El mensaje de Rivera en esta campaña gallega es, valga la redundancia, muy poco gallego. Dado que la punta de lanza de C’s es su lucha contra la corrupción y la exigencia de regeneración a «los viejos partidos», como él los denomina, en Galicia ha construido en la figura de Manuel Baltar el tótem corrupto contra el que embestir. Y si no lo hace él, se encarga su subalterno Juan Carlos Girauta o la aspirante Cristina Losada, advirtiendo a Feijóo que, si quiere los escaños naranjas para su investidura será a cambio de la cabeza del barón orensano en una bandeja de plata.

«Venimos a hacer lo que Núñez Feijóo no se atreve, apartar a Baltar», proclamó Losada, «el presidente de la Diputación de Orense ya debería haberse ido a su casa». «Cuando te imputan por cohecho en un asunto tan escabroso no se puede seguir ni un minuto más», añadió Girauta. Curioso, cuanto menos, dado que las cláusulas contra la corrupción firmadas por C’s y el PP para la fallida investidura de Rajoy se referían a casos de enriquecimiento personal, y el de Baltar es una cuestión privada anterior a su llegada a la Diputación.

El grueso del discurso de Rivera ayer a los pies de la Catedral fue sobre corrupción. «Desmintamos el mito de que es algo intrínseco a la política o que es una plaga bíblica», manifestó, «reivindiquemos a la gente honrada». Latigazo a Rajoy por callar y desentenderse del «caso Barberá», rejón al PSOE por la última petición de penas para Chaves y Griñán por los EREs falsos. Y de paso, se colgó la medalla de haber expulsado de las Cortes a los expresidentes andaluces. «Se fueron porque Ciudadanos los echó», recordó.

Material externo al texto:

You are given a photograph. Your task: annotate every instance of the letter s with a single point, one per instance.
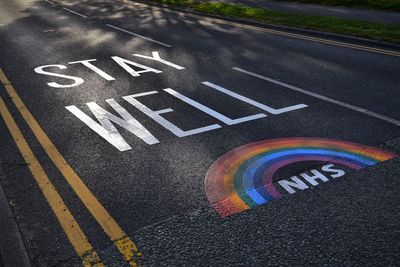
(77, 80)
(328, 168)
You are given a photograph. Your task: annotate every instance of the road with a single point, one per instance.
(384, 16)
(113, 112)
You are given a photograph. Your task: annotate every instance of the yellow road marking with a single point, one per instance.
(65, 218)
(293, 35)
(123, 243)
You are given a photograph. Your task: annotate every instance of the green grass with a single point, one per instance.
(370, 4)
(371, 30)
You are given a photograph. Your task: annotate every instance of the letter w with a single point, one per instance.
(107, 130)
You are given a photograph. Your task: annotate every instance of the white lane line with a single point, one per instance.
(74, 12)
(327, 99)
(138, 35)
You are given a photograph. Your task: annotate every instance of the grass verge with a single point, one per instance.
(359, 28)
(369, 4)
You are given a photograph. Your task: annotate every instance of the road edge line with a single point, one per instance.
(321, 97)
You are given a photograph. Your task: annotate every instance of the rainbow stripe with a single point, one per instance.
(242, 178)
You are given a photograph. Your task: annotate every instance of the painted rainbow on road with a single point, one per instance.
(242, 178)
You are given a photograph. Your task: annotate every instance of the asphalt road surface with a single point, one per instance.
(113, 112)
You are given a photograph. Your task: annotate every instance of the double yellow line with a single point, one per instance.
(67, 221)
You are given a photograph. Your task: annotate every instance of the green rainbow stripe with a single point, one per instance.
(242, 178)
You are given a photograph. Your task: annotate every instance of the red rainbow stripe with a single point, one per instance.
(220, 185)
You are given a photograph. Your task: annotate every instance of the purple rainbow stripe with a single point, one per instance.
(242, 178)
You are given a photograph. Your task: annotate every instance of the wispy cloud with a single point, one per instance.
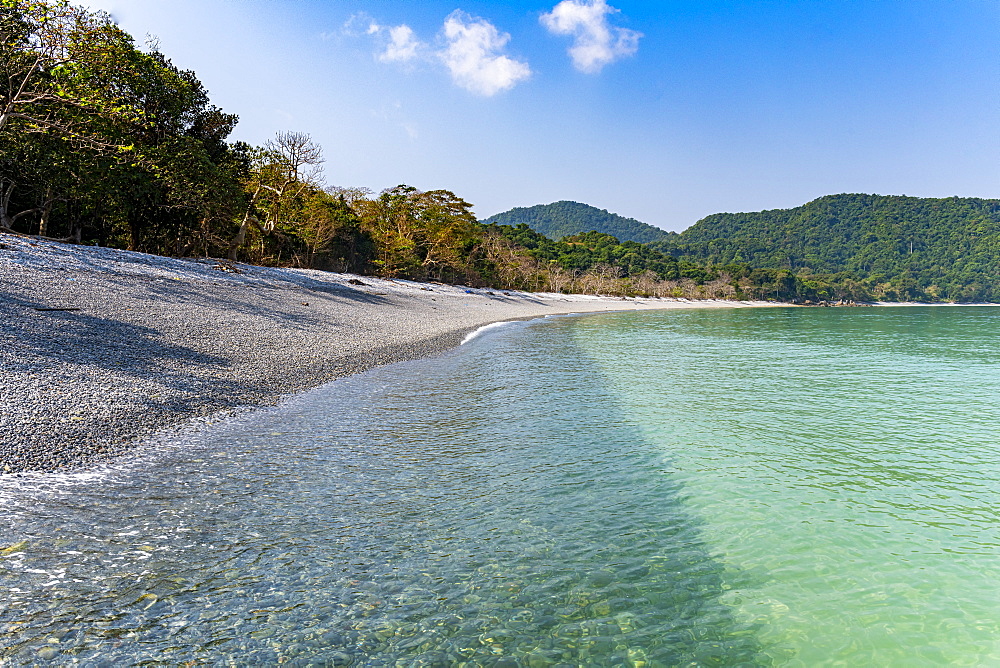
(471, 48)
(403, 45)
(596, 42)
(475, 58)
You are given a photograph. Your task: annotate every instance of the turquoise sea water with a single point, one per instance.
(758, 487)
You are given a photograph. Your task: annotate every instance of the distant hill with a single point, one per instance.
(909, 247)
(566, 219)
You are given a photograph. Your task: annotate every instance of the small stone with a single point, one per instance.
(48, 653)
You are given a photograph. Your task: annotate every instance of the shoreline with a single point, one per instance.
(102, 350)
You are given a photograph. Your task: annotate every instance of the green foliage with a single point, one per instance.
(888, 247)
(566, 219)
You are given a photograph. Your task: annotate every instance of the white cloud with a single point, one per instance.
(596, 42)
(403, 45)
(472, 51)
(474, 56)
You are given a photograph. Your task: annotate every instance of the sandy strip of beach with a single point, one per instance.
(100, 349)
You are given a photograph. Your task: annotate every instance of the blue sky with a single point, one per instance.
(662, 111)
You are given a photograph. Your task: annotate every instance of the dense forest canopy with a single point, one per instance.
(106, 142)
(566, 219)
(896, 247)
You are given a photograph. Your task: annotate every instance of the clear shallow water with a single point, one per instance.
(738, 487)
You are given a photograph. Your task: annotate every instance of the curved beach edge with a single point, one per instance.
(102, 350)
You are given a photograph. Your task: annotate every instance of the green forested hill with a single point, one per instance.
(566, 219)
(898, 247)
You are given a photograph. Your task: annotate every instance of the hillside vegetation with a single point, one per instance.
(893, 247)
(567, 219)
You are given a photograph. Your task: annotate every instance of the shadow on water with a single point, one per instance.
(490, 508)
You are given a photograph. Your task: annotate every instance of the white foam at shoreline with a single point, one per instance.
(475, 333)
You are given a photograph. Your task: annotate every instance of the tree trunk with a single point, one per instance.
(43, 224)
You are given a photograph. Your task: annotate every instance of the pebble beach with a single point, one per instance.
(103, 349)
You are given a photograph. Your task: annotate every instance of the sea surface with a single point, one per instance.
(732, 487)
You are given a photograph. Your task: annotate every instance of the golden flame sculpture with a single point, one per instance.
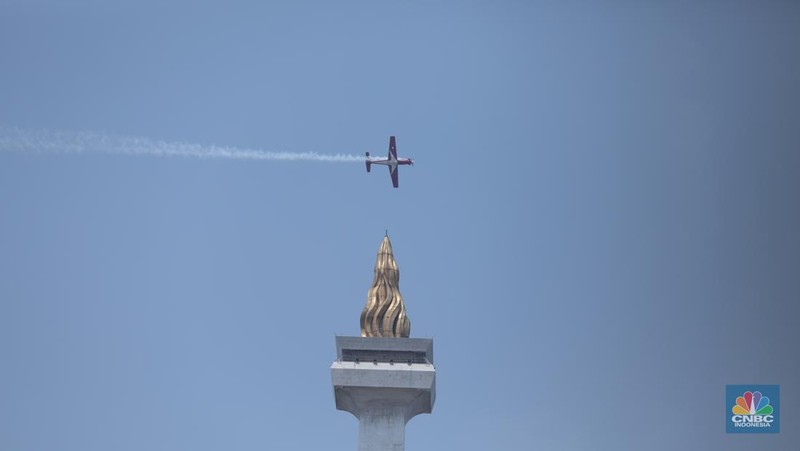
(384, 314)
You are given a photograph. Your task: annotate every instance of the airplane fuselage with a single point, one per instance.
(391, 161)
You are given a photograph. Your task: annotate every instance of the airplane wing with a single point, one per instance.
(392, 148)
(394, 172)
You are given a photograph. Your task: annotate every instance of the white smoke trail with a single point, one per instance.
(46, 141)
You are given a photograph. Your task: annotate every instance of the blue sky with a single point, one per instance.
(600, 231)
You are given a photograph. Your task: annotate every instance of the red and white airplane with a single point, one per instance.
(392, 161)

El líder de C’s construye su mensaje sobre «la ilusión» y el combate contra la resignación y las apelaciones al miedo del resto de fuerzas políticas. Sabedor de que su granero de votos es codiciado por el PP, Rivera apeló a los votantes de los populares para recordarles que «no vayan a votar con la nariz tapada, que no elijan entre lo malo y lo menos malo». Como buen lector de encuestas, Rivera advirtió a los suyos que «nos estamos jugando los escaños en pocos votos», principalmente en Pontevedra y La Coruña, y su rival por el diputado es el BNG.

Las alternativas

Dijo Rivera que en Galicia se dirime «un gobierno de populistas, nacionalistas y lo que quede del PSOE, o un gobierno moderado y reformista» del PP pero «fiscalizado y controlado por Ciudadanos». «Si nosotros somos decisivos, en menos de un mes habrá un gobierno en Galicia y se pondrá en marcha», pero bajo tres premisas básicas: «la recuperación de la clase media y trabajadora; la regeneración democrática para acabar con los aforamientos, suprimir duplicidades, abrir las listas en la ley electoral y que los imputados se vayan a su casa; y la unión e igualdad entre todos los españoles».

En este último aspecto Rivera ha ido reorientando su discurso conforme pasaban los días de esta campaña. Ya parece ser consciente que la amenaza soberanista no se cierne sobre Galicia, por mucho que las Mareas o el BNG recojan el derecho a la autodeterminación en sus programas. «No es negociable la unidad de España», insistió de todos modos. Las campanas del otro Apóstol tocaron a misa de doce y Rivera dio su bendición a los presentes. Fin de la homilía.